Во имя Отца и Сына и Святаго Духа!

Сегодня мы празднуем память шести Вселенских соборов. Этот праздник во многом изменил свой смысл с тех пор, как он установился в конце VI века, и сейчас он перестал быть таким значительным. Это можно понять по тому, как он указан сейчас в церковном Уставе, – сохранились его следы как именно большого праздника. А что мы празднуем, что это за шесть соборов?

Сейчас все думают, что это шесть Вселенских соборов, как мы обычно считаем. Шестой из них – собор 680-681 годов против монофелитов. Но на самом деле нет, это другие шесть соборов. Первоначально это был праздник в середине июля, установленный в память Халкидонского собора, в начале VI века – только одного IV собора. Потом добавились три других собора, потому что вначале VI века православные отличались от других тем, что они говорили «четыре евангелиста – четыре собора»; так сторонники Халкидонского собора спорили с теми, кто принимал только три собора.

В 536 году состоялся собор против Севира Антиохийского. Мы прочитали в сегодняшней службе много слов относительно Севира, потому что собор против него был высокоавторитетным. Севир вскоре умер после этого собора, а этот собор стали почитать Вселенским. Это пятый собор, который здесь имеется в виду. А шестой собор среди наших сегодняшних шести соборов – это тот, который стали позже именовать пятым Вселенским собором, Константинопольский собор 553 года.

И вот эти два собора 536 и 553 годов объяснили, прежде всего, что такое наше почитание Христа – догмат воплощения Бога.

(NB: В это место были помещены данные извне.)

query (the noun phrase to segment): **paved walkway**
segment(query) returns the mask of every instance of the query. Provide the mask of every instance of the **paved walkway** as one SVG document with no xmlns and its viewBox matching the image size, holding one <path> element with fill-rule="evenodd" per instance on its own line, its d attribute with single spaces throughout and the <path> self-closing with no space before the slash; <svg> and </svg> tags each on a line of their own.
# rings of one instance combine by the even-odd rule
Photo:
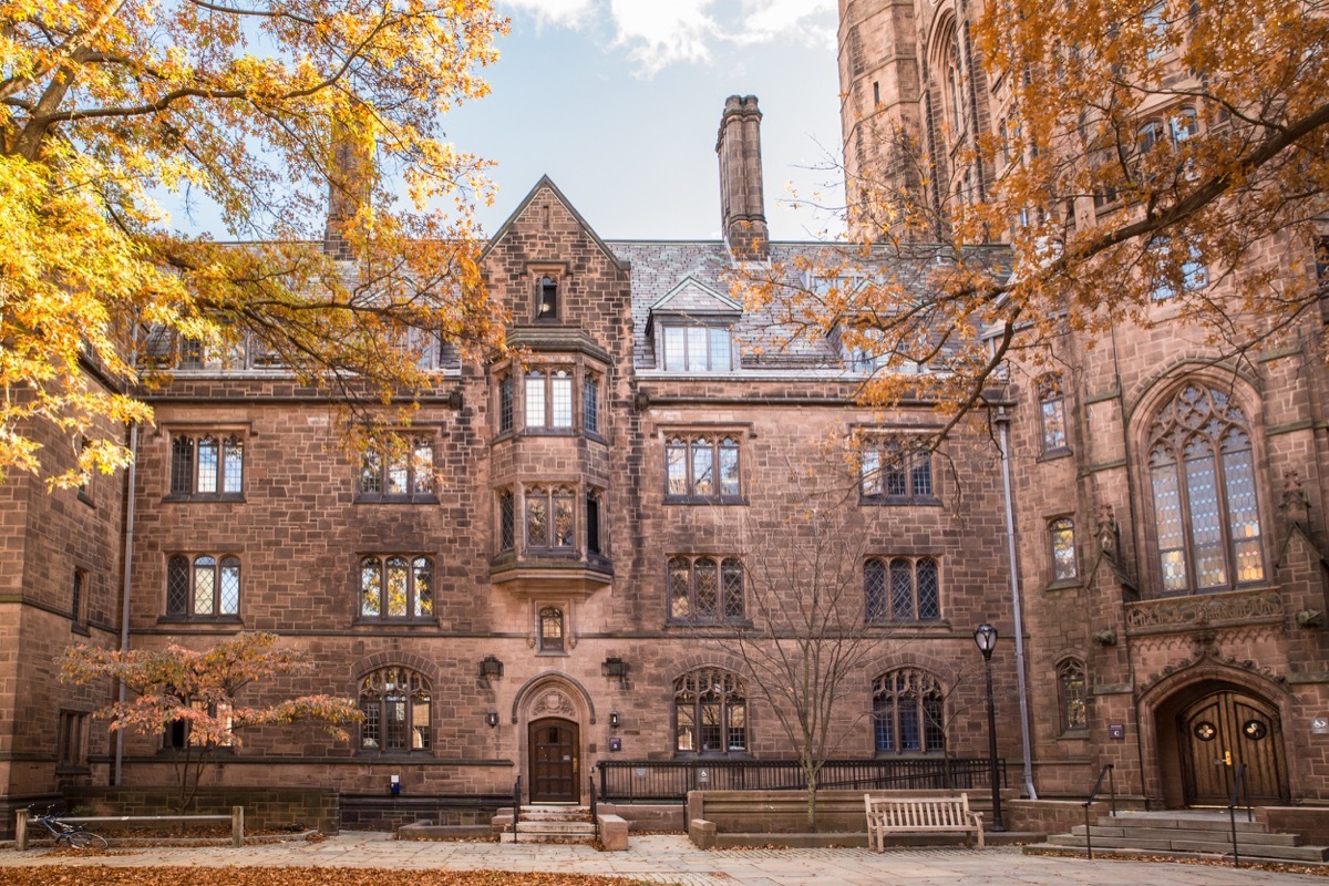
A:
<svg viewBox="0 0 1329 886">
<path fill-rule="evenodd" d="M 150 847 L 124 855 L 47 857 L 47 850 L 0 851 L 0 866 L 113 865 L 387 867 L 392 870 L 516 870 L 618 874 L 687 886 L 1325 886 L 1324 877 L 1167 862 L 1084 861 L 1023 855 L 1015 847 L 916 849 L 876 854 L 867 849 L 748 849 L 703 851 L 682 836 L 633 837 L 626 853 L 590 846 L 393 841 L 389 834 L 344 833 L 324 842 L 266 846 Z"/>
</svg>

Я сейчас позволю себе очень кратко и очень понятно сказать, чем православная вера во Христа отличается от того, что осудили эти шесть Вселенских соборов.

И здесь надо сказать вот что: когда мы спрашиваем, Бог или человек Христос, то мы не должны отвечать, что Он наполовину Бог, наполовину человек, или что Он Богочеловек в том смысле, что Он симметрично в таком же смысле Бог, в каком и человек, что все пополам. Это осуждено как несторианство — конечно, скрытое, потому что люди, которые так говорили, сами Нестория анафематствовали. И вот особенно в 553 году пятый Вселенский собор осудил такое учение.

Да, вместе с монофизитами – здесь мы с ними согласны – скажем, что вопрос может быть так поставлен: Христос — это Бог или человек? И мы должны отвечать, что Христос – это Бог. Как мы и говорим в конце каждого богослужения: Христос – истинный Бог наш. Священник не говорит: Христос – истинный богочеловек наш. Хотя в этой фразе ничего неправильного не было бы, но подчеркивается, что правильно сказать: Христос – истинный Бог наш. Здесь нет симметрии, Христос – это Бог, а человеческое в Нем уже вторичное, подчиненное.

Здесь согласие с монофизитами и несогласие  не только с теми, кто сам следовал Несторию, но и с теми, кто его анафематствовал, но все равно хотели, чтобы было как-то поближе к обыденному представлению. Но, в то же время, есть у нас отличие и от монофизитов, и этому тоже много посвящено в сегодняшнем богослужении. Надо сказать, что, может быть, в течение истории шести соборов это не очень ясно изложили, но яснее всего это изложил Максим Исповедник, учение которого уже после его смерти принял VI Вселенский собор по нашему современному счету, а Максим как раз говорил, что его вера – это вера шести соборов. Современные ученые не всегда понимают, о каких шести соборах речь, какой же шестой, а на самом деле надо спрашивать, какой же пятый. Пятый – это собор 536 года, а шестой – это 553 года, но сейчас он у нас пятый.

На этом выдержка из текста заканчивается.